出来るかどうか?の見極めが大事なのですね。
意図的再植術は、「歯を抜いちゃいますよ」という前提のもとにやります。
「うまくいったら戻せますよ」というくらいの感覚です。
僕が患者さんに説明する時は「この歯はもう抜かなくちゃダメですね、しょうがないですね。で、相談ですが、こんな方法があるんです。」という話し方です。
あくまでも最後の手段として考えています。
そもそも抜かなきゃならない歯だけど、もしかすると「意図的再植術」で救う事ができるのでチャレンジしますか?ということですね。
はい。
まず、抜くことを納得してもらわないと説明しにくいです。
いろいろな裏技を伝授していただきありがとうございます!先生、お休みは何をされてますか?
テニスです!靴下焼けしています。
身長は何センチですか?
187センチです。
ご出身は?
埼玉の川口です。
大学だけが岡山です。
ありがとうございました!
こちらこそありがとうございました!
取材後記
テンポよくテキパキとお話をする西原先生。
「抜歯が怖い」と思う患者さんの心理を慮って、ちゃんと笑うポイントを作ってお話をしてくれました。
もちろん取材している側も大笑い、落語を聞いているようなテンポ感でした。
患者さんに対しての話術も面白いだろうと想像できました。
また、「勝率」や「勝負」などという表現をするあたり、先生の治療は常に真剣勝負だと改めて認識しました。

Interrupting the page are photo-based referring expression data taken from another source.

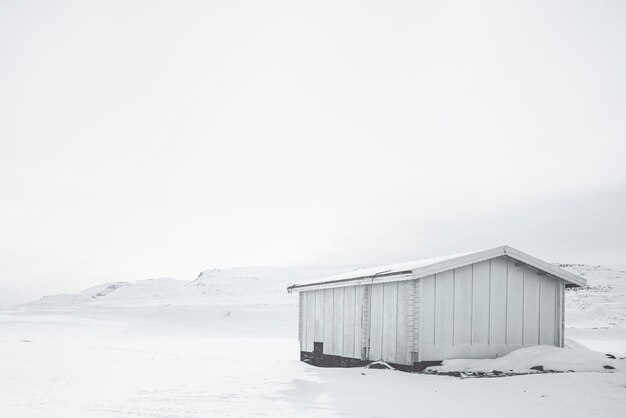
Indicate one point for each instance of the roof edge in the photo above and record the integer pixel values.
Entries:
(446, 265)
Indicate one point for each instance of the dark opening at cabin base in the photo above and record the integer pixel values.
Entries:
(319, 359)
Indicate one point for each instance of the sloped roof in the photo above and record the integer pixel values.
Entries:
(426, 267)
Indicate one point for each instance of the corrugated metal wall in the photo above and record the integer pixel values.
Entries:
(488, 309)
(333, 317)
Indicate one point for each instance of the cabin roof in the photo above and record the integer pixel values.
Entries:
(425, 267)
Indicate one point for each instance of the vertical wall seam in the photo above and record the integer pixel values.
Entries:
(539, 324)
(489, 308)
(332, 334)
(397, 307)
(453, 303)
(506, 305)
(382, 319)
(472, 311)
(524, 272)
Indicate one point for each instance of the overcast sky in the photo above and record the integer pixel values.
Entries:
(159, 139)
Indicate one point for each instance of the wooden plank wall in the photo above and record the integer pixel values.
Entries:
(336, 318)
(487, 309)
(333, 317)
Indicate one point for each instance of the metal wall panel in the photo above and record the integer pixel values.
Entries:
(349, 316)
(515, 304)
(338, 321)
(532, 289)
(427, 310)
(359, 320)
(402, 339)
(444, 308)
(498, 300)
(481, 275)
(390, 321)
(548, 311)
(328, 321)
(376, 322)
(319, 316)
(463, 305)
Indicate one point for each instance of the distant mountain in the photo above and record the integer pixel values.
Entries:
(602, 302)
(215, 287)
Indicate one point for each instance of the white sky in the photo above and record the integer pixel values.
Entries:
(151, 139)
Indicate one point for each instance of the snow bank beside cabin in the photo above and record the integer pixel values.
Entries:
(532, 360)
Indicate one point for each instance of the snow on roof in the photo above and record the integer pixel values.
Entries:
(424, 267)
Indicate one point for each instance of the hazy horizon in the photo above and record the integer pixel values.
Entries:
(147, 140)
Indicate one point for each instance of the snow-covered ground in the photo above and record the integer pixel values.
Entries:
(226, 345)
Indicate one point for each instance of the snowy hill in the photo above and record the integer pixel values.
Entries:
(602, 303)
(215, 287)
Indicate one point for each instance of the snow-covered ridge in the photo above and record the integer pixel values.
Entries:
(214, 287)
(601, 303)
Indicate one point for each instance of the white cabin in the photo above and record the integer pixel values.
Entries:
(482, 304)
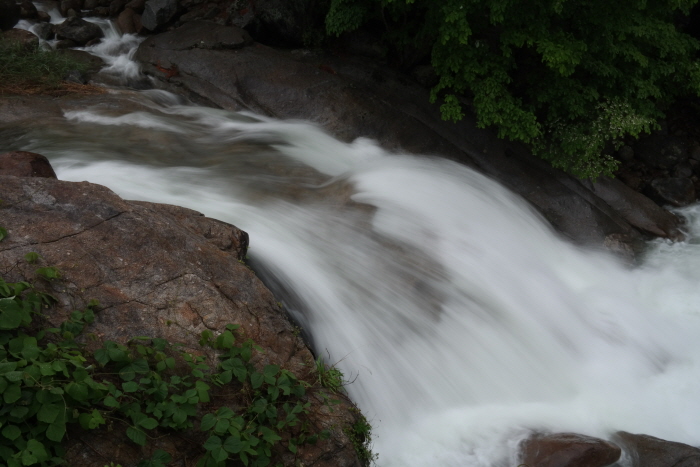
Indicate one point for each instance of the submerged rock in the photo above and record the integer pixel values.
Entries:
(356, 97)
(567, 450)
(25, 164)
(10, 14)
(78, 30)
(648, 451)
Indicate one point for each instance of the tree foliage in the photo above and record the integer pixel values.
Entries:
(569, 78)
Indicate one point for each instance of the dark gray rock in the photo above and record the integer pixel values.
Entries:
(672, 191)
(625, 153)
(28, 10)
(43, 16)
(116, 7)
(285, 22)
(662, 151)
(25, 164)
(567, 450)
(129, 22)
(160, 271)
(9, 14)
(353, 97)
(156, 13)
(67, 5)
(78, 30)
(647, 451)
(25, 39)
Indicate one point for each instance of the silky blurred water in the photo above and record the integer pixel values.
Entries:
(460, 319)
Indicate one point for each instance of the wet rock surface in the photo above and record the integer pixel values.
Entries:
(10, 14)
(25, 164)
(159, 271)
(78, 30)
(567, 450)
(358, 97)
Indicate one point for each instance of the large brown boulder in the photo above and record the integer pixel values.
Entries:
(567, 450)
(10, 14)
(158, 271)
(648, 451)
(354, 97)
(78, 30)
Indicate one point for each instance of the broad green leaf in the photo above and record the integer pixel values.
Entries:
(13, 376)
(35, 450)
(136, 435)
(208, 422)
(271, 370)
(77, 391)
(11, 432)
(233, 444)
(222, 426)
(219, 454)
(49, 412)
(110, 401)
(131, 386)
(256, 379)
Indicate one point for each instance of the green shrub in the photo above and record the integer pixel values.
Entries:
(23, 66)
(571, 79)
(48, 383)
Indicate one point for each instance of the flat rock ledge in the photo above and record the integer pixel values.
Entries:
(355, 97)
(160, 271)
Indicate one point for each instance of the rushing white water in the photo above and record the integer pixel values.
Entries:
(461, 318)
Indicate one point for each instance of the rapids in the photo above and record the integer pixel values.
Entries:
(459, 318)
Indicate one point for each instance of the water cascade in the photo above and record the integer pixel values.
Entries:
(459, 318)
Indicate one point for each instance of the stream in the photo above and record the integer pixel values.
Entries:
(461, 320)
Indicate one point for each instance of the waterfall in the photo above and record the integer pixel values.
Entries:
(460, 319)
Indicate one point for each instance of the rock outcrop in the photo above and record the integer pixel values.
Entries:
(648, 451)
(575, 450)
(158, 271)
(568, 450)
(10, 14)
(353, 97)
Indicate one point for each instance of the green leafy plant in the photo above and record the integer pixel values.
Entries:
(147, 385)
(360, 435)
(23, 66)
(570, 79)
(329, 377)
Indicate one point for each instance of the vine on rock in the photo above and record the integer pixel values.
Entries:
(48, 384)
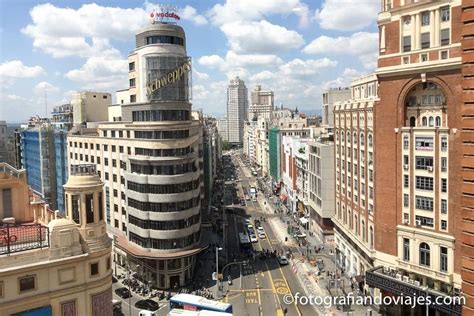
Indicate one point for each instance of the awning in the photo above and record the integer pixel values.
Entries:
(304, 221)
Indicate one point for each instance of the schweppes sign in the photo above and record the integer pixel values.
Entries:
(169, 78)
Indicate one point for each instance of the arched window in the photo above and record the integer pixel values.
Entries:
(363, 230)
(371, 231)
(424, 254)
(431, 121)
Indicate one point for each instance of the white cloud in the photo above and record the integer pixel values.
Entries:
(105, 72)
(344, 79)
(350, 15)
(260, 37)
(43, 86)
(251, 10)
(189, 13)
(364, 45)
(16, 69)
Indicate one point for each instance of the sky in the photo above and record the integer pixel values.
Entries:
(297, 48)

本来指導医なので現場で抜かない立場なのに現場が大好き、そして治療が早い、さらにあまり知られていない口腔外科の裏メニューのような治療法(歯根端切除、歯の再植)を提案していただける引き出しの多さに感服しました。
なかなか治療に時間が割けない忙しい新橋のサラリーマンの方々の強い味方だなと実感しました!